Travis Hoium (Model 3 Disappoints): Investors who own shares of Tesla (TSLA -1.92%) don't really own it for the existing products like Model S and Model X. They're looking for Tesla to upend the auto industry as we know it with mass-market vehicles like the Model 3 or a crossover dubbed the Model Y. The Model 3 set high expectations coming into 2017, and I think Tesla's poor manufacturing performance has been the biggest auto story of the year. 

As recently as August 2, Tesla said it expected to be producing 5,000 Model 3s per week -- a run rate of 260,000 per year -- by the end of 2017. Three months later, it pushed the date of that milestone back to the end of Q1 2018, and now it doesn't expect to hit it until Q2 2018 (if then).
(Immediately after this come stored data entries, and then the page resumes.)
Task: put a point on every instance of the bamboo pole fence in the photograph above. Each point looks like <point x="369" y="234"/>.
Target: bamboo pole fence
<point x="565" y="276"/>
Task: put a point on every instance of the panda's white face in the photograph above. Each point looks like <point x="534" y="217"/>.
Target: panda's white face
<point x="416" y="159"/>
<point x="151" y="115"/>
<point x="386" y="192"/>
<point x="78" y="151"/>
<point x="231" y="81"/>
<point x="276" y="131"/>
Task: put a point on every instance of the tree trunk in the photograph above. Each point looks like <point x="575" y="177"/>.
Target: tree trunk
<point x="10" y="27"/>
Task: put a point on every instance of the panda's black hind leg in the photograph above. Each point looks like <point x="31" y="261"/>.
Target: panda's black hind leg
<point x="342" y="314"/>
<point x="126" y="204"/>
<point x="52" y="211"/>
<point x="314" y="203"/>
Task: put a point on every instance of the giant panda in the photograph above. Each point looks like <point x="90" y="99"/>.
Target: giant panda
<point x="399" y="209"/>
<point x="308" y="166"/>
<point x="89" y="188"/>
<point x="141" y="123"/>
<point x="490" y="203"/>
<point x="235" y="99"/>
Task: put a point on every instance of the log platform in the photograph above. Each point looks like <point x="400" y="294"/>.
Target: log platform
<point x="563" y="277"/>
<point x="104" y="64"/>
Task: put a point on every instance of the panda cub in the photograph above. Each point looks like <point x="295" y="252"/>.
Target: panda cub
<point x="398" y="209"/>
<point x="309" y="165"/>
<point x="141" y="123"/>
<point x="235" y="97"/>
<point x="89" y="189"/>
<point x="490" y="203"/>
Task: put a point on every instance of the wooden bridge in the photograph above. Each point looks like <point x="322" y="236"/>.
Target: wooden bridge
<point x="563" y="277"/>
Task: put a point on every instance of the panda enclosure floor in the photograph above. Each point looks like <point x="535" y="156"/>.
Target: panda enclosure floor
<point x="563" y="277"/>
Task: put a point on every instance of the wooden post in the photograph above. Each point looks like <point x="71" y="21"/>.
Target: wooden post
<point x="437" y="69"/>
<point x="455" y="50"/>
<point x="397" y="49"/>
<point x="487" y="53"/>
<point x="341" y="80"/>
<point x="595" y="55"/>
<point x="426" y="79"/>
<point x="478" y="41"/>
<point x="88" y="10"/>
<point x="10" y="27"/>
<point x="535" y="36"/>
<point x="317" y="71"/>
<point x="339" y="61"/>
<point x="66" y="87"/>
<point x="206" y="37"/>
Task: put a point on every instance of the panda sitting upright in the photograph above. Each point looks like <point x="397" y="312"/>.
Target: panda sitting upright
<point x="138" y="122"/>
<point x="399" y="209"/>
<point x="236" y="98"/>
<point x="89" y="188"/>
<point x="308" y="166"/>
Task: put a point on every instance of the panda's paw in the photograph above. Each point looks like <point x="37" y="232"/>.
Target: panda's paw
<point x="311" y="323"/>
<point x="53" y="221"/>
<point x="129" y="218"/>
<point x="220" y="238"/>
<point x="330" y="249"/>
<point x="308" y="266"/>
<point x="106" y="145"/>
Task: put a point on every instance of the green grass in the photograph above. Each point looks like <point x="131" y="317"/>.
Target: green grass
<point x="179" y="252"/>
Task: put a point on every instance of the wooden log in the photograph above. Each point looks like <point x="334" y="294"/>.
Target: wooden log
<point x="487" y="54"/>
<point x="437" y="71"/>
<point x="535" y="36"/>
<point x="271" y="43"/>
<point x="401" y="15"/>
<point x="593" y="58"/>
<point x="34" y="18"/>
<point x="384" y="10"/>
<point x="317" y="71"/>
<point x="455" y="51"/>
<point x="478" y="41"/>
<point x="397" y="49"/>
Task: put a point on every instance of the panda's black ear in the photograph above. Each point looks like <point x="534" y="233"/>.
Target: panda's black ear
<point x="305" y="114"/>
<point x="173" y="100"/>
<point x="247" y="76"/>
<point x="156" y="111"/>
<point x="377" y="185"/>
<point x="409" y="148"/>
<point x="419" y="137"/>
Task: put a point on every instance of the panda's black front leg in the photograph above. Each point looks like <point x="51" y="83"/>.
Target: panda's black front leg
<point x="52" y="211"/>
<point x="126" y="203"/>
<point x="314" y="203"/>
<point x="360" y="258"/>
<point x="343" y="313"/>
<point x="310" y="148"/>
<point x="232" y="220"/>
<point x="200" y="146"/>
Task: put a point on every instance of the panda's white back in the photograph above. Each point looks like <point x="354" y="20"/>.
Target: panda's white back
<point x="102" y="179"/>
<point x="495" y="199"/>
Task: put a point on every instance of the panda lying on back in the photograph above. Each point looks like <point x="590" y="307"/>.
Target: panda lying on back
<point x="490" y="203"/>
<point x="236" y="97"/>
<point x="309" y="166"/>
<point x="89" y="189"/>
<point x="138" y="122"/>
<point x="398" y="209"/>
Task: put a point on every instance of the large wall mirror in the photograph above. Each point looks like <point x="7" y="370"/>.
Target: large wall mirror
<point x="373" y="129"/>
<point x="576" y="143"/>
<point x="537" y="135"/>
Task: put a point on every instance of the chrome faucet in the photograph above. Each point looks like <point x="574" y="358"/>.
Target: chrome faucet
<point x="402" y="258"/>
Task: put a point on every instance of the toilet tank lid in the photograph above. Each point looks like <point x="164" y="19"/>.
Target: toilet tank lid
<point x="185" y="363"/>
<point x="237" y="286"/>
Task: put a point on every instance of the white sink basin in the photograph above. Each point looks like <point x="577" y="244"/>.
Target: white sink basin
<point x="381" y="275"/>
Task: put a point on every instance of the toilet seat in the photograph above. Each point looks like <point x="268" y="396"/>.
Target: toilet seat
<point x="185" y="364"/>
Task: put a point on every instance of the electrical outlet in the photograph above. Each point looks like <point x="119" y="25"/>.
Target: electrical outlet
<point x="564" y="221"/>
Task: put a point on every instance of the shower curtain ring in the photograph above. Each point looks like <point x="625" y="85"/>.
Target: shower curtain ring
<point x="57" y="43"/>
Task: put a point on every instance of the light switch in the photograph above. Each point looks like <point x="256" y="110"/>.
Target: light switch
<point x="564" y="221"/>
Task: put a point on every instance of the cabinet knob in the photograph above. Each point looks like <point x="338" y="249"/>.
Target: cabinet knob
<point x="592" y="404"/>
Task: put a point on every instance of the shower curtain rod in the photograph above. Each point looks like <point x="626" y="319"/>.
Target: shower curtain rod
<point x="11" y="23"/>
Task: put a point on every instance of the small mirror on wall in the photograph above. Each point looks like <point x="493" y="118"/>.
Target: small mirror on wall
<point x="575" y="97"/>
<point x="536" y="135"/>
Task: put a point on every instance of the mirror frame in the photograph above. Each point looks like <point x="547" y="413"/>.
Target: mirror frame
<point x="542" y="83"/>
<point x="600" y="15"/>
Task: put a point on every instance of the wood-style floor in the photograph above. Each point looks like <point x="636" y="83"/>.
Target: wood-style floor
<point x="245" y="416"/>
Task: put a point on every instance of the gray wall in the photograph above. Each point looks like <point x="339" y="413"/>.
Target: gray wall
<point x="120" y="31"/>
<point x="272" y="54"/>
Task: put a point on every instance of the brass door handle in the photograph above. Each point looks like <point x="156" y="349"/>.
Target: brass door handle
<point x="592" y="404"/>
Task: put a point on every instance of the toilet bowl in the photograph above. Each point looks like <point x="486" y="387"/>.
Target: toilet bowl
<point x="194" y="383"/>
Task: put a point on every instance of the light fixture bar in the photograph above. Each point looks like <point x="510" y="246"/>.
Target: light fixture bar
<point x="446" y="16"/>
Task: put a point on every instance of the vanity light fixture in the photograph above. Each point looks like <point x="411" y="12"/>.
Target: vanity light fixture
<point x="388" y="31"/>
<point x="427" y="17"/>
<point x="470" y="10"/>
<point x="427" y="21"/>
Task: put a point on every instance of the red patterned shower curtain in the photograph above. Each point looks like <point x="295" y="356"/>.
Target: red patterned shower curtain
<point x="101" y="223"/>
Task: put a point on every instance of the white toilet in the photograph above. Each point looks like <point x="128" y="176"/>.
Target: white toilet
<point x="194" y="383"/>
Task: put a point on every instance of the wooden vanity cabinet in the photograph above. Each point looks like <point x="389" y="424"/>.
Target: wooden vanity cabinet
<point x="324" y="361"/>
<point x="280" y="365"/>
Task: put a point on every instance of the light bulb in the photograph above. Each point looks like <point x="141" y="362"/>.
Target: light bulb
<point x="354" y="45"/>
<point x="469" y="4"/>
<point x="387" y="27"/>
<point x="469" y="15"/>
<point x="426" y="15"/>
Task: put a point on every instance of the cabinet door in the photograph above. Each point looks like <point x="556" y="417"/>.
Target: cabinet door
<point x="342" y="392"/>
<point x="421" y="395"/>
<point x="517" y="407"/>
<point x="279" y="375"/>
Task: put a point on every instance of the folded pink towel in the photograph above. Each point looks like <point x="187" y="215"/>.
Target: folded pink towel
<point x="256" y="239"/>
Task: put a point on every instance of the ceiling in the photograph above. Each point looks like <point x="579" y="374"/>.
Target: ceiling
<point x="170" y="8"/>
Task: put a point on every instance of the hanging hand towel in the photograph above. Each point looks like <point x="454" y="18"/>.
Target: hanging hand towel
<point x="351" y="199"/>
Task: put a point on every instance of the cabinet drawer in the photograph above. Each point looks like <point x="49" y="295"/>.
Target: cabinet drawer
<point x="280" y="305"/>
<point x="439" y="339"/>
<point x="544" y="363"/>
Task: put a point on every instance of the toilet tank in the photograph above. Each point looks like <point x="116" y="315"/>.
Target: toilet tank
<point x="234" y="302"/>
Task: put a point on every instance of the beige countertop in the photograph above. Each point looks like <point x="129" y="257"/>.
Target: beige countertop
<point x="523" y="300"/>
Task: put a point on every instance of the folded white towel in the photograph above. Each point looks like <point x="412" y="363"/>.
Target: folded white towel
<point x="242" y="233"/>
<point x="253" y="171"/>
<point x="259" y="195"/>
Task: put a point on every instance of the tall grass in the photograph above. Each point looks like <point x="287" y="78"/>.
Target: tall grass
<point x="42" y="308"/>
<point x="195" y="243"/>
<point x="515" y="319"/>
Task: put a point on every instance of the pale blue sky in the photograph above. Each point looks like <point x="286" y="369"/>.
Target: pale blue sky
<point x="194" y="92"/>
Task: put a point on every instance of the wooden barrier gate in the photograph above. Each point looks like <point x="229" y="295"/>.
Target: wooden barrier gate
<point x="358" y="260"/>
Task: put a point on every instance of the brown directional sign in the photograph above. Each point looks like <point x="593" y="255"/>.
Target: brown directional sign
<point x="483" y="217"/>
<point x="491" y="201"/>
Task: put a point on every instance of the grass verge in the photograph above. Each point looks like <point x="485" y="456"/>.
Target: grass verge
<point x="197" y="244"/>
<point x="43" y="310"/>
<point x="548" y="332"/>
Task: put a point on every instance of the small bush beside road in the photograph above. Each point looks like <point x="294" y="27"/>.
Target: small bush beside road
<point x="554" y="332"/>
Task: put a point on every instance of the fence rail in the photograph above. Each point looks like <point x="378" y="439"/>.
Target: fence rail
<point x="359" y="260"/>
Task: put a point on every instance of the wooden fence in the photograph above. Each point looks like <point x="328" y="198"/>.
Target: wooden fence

The reality was that only 2,425 Model 3s were produced in the entire fourth quarter, an annualized run rate of less than 10,000 units, and nowhere near Tesla's highly publicized mass production target. 

The delays in hitting production targets are key because it increases Tesla's cash burn and allows competitors to catch up to (and pass) Tesla. General Motors (GM -0.17%) sold 23,297 Chevy Bolts, which has specs similar to the Model 3, in the U.S. in 2017, second only to the Model S. But its ramp-up is going more smoothly, and it sold 8,995 units in the U.S. in the fourth quarter, beating the 7,430 Model Ss sold. With Nissan, Hyundai, Honda, BMW, and others expected to launch new or updated EVs in 2018, with more coming in subsequent years, Tesla is missing a golden opportunity to capture the EV market while it's young. 

What I think 2017 really told us about Tesla is that it isn't the expert manufacturing company it's made out to be. It doesn't have a history of being on time or on budget for its vehicles, and there's not yet evidence it can produce vehicles on the scale or quality comparable to any of the automakers I mentioned above. Tesla needs to become a world-class manufacturer to survive and thrive long term, and in 2017, we didn't get any reassurance that it can become that manufacturer. The market may not see it yet, but the failure to meet even its own production goals will become a bigger and bigger problem for Tesla.